Medieval mystic Angela da Foligno is named a Saint

Angela da FolignoPope Francis made the surprising announcement last week that Angela da Foligno, an Italian Franciscan and mystic, has been named a saint.

It is unusual for a saint to be named directly by a Pope without having to undergo a formal canonization process that includes learning about at least two miracles performed by the person. Cardinal Angelo Amato, prefect of the Congregation for Saints’ Causes, had made the submission that Angela be made a saint immediately, and on Friday the Pope accepted the request.

Angela was born in 1248 into a wealthy family at Foligno, in Umbria, and married at an early age. In her later years she became more devout and eventually sold off her possessions and joined the Third Order of St. Francis in 1291. She dictated an account of her conversion and spiritual awakening in a work known as the Memoriale, and also composed other religious works. Until her death in 1309, Angela was a highly regarded mystic who gained a variety of followers within the Franciscan movement.

In her thesis on the life of Angela da Foligno, Caroljane Roberson explains:

From her discussions of her past sins, we gather that Angela lived a materially-oriented life that was very indulgent. Later in life, she was plagued by guilt over her sins, which led her to strive to live more devoutly. However, she felt she could not pursue life as a part of a Church order and have her family too; her writings indicate that her husband verbally abused her over the new devout life she was living. The reader learns later, when Angela was recounting her faith journey, that she understood the death of her mother, her husband, and her sons as God’s mercy in granting her prayers for their deaths. Then a widow, she journeyed to the church of San Francesco in Assisi. It was here that Angela had her first mystical experience, after she had already been pursuing a penitential path focused on imitating the sufferings of Jesus.

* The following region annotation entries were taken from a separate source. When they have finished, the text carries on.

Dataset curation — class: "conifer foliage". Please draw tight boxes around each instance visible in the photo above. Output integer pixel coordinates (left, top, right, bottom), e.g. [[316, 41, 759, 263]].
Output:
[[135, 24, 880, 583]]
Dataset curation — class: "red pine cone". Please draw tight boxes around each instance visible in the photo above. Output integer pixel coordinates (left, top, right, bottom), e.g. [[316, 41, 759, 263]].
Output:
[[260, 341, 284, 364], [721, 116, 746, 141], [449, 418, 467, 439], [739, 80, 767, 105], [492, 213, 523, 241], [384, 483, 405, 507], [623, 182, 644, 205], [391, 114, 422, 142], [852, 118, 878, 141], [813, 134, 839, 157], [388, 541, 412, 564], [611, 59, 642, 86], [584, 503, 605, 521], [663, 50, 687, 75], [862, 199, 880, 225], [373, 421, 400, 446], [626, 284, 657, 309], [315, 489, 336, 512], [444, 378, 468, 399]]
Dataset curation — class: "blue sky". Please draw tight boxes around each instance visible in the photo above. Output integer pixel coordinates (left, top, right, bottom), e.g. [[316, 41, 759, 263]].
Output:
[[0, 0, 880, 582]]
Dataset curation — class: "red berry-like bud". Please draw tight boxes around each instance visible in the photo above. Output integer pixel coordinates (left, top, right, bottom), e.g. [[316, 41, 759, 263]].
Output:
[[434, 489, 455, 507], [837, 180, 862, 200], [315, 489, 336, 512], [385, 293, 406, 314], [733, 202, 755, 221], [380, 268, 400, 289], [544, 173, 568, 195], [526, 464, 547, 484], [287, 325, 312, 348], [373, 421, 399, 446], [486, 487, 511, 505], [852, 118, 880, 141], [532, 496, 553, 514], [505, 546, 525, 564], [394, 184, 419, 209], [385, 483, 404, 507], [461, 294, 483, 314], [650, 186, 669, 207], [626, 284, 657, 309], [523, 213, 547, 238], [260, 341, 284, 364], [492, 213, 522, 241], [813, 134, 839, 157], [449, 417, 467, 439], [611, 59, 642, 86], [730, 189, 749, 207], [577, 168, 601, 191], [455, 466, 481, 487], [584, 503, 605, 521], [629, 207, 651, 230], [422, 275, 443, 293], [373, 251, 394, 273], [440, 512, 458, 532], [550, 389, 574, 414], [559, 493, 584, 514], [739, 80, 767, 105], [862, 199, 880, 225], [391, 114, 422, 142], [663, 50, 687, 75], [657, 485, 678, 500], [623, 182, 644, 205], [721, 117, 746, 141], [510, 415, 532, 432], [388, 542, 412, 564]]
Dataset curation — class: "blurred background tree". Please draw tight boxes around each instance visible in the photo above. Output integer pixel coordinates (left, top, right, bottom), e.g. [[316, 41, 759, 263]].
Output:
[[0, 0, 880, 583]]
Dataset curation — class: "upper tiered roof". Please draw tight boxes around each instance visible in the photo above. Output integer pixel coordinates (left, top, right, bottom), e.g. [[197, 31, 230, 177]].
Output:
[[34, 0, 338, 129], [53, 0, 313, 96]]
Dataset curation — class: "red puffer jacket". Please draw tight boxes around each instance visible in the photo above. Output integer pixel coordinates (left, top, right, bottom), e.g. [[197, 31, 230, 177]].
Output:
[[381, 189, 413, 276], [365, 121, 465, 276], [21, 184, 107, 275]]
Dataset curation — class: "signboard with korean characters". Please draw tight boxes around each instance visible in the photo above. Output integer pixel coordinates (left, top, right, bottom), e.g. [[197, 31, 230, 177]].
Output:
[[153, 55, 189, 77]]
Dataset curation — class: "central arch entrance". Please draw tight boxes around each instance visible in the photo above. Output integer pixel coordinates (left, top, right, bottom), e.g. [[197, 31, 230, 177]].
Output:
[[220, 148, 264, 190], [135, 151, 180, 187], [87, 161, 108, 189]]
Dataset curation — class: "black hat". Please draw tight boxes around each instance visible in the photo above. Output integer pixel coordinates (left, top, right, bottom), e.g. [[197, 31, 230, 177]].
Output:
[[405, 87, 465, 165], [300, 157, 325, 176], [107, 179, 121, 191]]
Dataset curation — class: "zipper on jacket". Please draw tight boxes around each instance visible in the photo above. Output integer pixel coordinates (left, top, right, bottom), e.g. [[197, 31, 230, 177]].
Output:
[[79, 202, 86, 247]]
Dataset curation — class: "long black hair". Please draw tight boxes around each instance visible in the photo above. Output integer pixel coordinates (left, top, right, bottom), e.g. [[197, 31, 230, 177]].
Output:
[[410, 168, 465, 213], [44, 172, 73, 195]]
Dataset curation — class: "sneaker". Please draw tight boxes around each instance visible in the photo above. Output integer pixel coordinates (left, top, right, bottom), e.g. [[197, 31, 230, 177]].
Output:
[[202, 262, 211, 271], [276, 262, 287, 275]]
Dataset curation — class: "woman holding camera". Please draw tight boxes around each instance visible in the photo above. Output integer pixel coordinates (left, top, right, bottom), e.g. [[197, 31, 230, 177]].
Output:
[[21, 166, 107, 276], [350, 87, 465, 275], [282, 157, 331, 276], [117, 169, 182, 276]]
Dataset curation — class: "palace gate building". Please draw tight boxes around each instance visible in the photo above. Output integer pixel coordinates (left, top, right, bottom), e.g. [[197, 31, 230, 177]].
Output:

Roberson adds that Angela’s extreme views sometimes clashed with the male church authorities. “Angela is intriguing in that she asserted that she desired a martyr’s death greater than that of previous saints,” Roberson explains. “She also claimed to desire a death viler and slower than that of Christ himself. These claims fly in the face of the Church’s reasoning, as it commanded that female saints undertake only moderate asceticism. She explained her view of extreme penance in her Dialogue, saying, ‘How long does penance last, and how much of it is there? As long as one lives. And as much as one can bear’.”